Department of Physiology and Hypoxic Biomedicine, Institute of Special Environmental Medicine and Co-innovation Center of Neuroregeneration, Nantong University, 9 Seyuan Road, Chongchuan District, Nantong, 226019, Jiangsu, China.
Department of Emergency, Affiliated Hospital of Nantong University, 20 Xisi Road, Nantong, 226001, China.
Breast Cancer Res Treat. 2019 Jul;176(2):291-301. doi: 10.1007/s10549-019-05239-3. Epub 2019 Apr 20.
Phosphorylated AKT is highly expressed or overexpressed in chemoresistant tumor samples. However, the precise molecular mechanism involved in AKT phosphorylation-related chemoresistance in breast cancer is still elusive. The present research was designed to estimate the effect of AKT phosphorylation on cell viability and chemoresistance in breast cancer.
We utilized MCF-7 and MDA-MB468 human breast cancer cell lines and developed multidrug-resistant MCF-7/MDR and cisplatin-resistant MDA-MB-468 cells. Immunofluorescence analysis and Western blotting were employed to test the level of glycogen synthase kinase 3 beta (GSK3β), phosphorylated phosphatase and tension homologue (p-PTEN) and phosphorylated AKT (p-AKT) in MCF-7/MDR and MDA-MB468 cells. Xenograft assays in nude mice were performed with MCF-7/MDR cells to verify chemoresistance and the signaling pathway upstream of phosphatidylinositide 3-kinase (PI3K)/AKT.

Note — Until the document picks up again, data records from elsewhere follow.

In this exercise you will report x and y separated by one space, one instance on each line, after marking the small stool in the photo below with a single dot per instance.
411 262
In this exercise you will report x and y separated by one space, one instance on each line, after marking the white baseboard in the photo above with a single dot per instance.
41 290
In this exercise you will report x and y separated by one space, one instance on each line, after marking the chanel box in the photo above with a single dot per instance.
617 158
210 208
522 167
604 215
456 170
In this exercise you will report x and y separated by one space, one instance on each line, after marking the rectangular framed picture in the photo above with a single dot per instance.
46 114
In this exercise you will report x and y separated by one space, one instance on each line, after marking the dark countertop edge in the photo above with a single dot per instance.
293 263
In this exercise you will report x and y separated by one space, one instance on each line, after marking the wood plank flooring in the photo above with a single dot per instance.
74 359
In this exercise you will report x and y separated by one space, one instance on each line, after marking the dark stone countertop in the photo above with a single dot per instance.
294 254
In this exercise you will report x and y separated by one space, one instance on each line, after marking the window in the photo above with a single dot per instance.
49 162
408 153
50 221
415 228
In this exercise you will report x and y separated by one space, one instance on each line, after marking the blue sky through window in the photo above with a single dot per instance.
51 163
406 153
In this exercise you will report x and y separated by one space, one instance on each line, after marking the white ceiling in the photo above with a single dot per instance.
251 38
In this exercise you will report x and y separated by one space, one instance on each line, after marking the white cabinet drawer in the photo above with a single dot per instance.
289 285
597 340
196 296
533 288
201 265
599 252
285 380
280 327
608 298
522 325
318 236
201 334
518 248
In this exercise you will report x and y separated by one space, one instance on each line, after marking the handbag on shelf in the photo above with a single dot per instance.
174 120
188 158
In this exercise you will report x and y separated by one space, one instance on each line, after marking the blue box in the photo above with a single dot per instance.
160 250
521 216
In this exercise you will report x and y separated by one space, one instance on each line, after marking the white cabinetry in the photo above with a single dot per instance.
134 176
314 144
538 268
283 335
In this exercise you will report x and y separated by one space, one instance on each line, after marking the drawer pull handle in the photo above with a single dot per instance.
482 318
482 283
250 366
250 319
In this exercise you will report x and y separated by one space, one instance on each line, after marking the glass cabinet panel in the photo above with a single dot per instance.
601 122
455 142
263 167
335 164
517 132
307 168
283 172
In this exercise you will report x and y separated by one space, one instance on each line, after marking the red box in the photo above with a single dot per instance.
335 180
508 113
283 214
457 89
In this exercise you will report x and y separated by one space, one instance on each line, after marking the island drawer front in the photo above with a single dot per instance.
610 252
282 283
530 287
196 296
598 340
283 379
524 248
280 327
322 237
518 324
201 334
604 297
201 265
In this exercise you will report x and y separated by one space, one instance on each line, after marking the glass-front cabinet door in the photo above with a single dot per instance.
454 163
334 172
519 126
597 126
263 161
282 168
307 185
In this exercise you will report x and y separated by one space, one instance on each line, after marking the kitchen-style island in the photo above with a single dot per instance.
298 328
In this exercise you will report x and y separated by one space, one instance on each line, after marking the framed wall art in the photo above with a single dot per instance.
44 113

An increase in GSK3β, p-PTEN and p-AKT expression was strongly induced in MCF-7/MDR and cisplatin-resistant MDA-MB-468 cells, and augmented GSK3β phosphorylation and PTEN inactivation enhanced AKT signaling. The elevation in GSK3β, p-PTEN and p-AKT was associated with cell viability based on a CCK-8 assay. The results of in vivo and in vitro assays indicated that GSK3β knockdown with lentiviral shRNA (shRNA-GSK3β) promoted apoptosis and suppressed the migration of cisplatin-resistant MCF-7/MDR cells, while these effects were reversed by activating p-AKT with the PTEN inhibitor bpV(pic).
AKT phosphorylation mediated by GSK3β and PTEN were correlated with cell viability, migration and apoptosis, which may promote chemoresistance in breast cancer. Furthermore, GSK3β can regulate cell viability through the PTEN/PI3K/AKT signaling pathway and induce chemoresistance, serving as a valuable molecular strategy for breast cancer therapy.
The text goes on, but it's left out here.